Not all ADHD drugs are stimulants, and the non-stimulant types cause different problems.

Atomoxetine (Strattera) acts on different brain chemistry than amphetamines but still produces serious cardiovascular and nervous system effects in dogs. In one case documented by the ASPCA, a dog that ingested atomoxetine developed severe agitation, head bobbing, circling, a heart rate of 220 beats per minute, and blood pressure nearly double the normal range. Symptoms from atomoxetine poisoning can last 24 to 72 hours, and kidney damage is a risk if the dog’s intense muscle activity breaks down muscle tissue.

Guanfacine (Intuniv) and clonidine work by lowering nervous system activity rather than raising it. In dogs, overdose produces the opposite picture from stimulant poisoning: extreme drowsiness, dangerously slow heart rate, very low blood pressure, weak reflexes, and in severe cases, coma or respiratory depression. These drugs can also have delayed effects, especially in extended-release form. A dog may seem fine for hours before blood pressure drops to critical levels.

Serotonin Syndrome

Some ADHD medications, particularly amphetamines and atomoxetine, affect serotonin levels. If your dog is already taking any medication that influences serotonin, or even if they aren’t, a large enough dose can trigger serotonin syndrome. This is a separate and potentially life-threatening condition on top of the direct drug toxicity.

Signs of serotonin syndrome overlap with stimulant poisoning but also include vomiting, diarrhea, loss of appetite, muscle jerking, vocalization, and disorientation. These symptoms can appear anywhere from 1 to 12 hours after ingestion and generally last about 24 hours, though they can stretch for several days.

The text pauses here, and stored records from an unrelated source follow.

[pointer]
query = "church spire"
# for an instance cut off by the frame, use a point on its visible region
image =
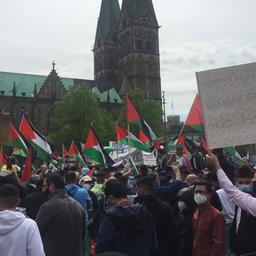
(109, 17)
(140, 12)
(106, 49)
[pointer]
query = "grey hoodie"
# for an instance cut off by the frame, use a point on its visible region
(19, 235)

The combination of stimulant toxicity and serotonin syndrome makes the situation more dangerous and harder to stabilize.

What Happens at the Vet

If your dog ate the medication very recently (within the last 30 to 60 minutes) and isn’t yet showing symptoms, the vet may induce vomiting to remove as much of the drug as possible before it’s absorbed. Once symptoms have started, inducing vomiting becomes risky because a dog that is agitated, tremoring, or seizing could inhale vomit into the lungs.

Treatment after that point is primarily supportive. The vet will focus on controlling whatever the drug is doing to the body: bringing down the heart rate, lowering body temperature, stopping tremors or seizures, and keeping blood pressure stable with IV fluids. For stimulant ingestion, sedating medications help manage the extreme agitation and hyperactivity. For guanfacine or clonidine, the priority flips to supporting blood pressure and heart rate that have dropped too low.

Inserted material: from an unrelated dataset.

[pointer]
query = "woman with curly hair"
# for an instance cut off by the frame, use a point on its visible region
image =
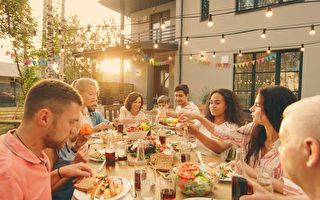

Dogs with severe stimulant poisoning are at risk for secondary complications. Prolonged high body temperature can damage organs. Intense, uncontrolled muscle activity can break down muscle fibers, releasing proteins that harm the kidneys. Blood sugar can crash. The veterinary team monitors for all of these and intervenes as needed.

Recovery and Prognosis

With prompt treatment, most dogs survive ADHD medication poisoning. The prognosis depends heavily on how much was ingested, how quickly treatment started, and which drug was involved. Dogs that receive care before seizures or extreme hyperthermia develop tend to do well. One case report describes a dog recovering fully from serious methamphetamine-class poisoning after six days of hospital care, with all lab work returning to normal.

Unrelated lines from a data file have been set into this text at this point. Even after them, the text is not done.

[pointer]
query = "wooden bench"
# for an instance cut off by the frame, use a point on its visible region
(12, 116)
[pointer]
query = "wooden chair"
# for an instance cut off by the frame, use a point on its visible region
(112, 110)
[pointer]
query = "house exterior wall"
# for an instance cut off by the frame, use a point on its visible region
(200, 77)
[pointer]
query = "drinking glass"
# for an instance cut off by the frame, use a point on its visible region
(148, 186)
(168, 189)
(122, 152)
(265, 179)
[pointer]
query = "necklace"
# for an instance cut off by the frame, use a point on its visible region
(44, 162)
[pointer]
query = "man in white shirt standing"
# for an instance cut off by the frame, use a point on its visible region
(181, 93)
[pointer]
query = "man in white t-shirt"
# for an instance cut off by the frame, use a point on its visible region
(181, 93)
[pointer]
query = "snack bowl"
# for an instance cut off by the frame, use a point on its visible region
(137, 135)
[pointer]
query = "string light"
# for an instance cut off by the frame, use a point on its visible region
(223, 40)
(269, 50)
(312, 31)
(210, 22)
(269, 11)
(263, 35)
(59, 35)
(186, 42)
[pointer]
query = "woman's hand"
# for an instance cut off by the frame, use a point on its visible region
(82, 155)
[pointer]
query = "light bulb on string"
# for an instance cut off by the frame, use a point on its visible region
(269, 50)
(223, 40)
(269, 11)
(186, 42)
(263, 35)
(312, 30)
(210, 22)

Extreme agitation, repeated seizures, and very high body temperature are the warning signs of a worse outcome. Extended-release formulations complicate recovery because the drug keeps releasing over hours, meaning a dog that seems to be improving can worsen again. Your vet may recommend a longer hospital stay for extended-release ingestions to monitor for this rebound effect.

What to Tell the Vet

The most helpful information you can provide is the exact medication name, the strength of the pill, and your best estimate of how many tablets are missing. Your dog’s weight matters because toxicity is dose-dependent. If you have the pill bottle, bring it. Knowing whether the formulation is immediate-release or extended-release changes how long the vet expects to monitor your dog. Don’t hold back information out of embarrassment. Veterinary teams are not there to judge, and accurate details directly improve your dog’s chances.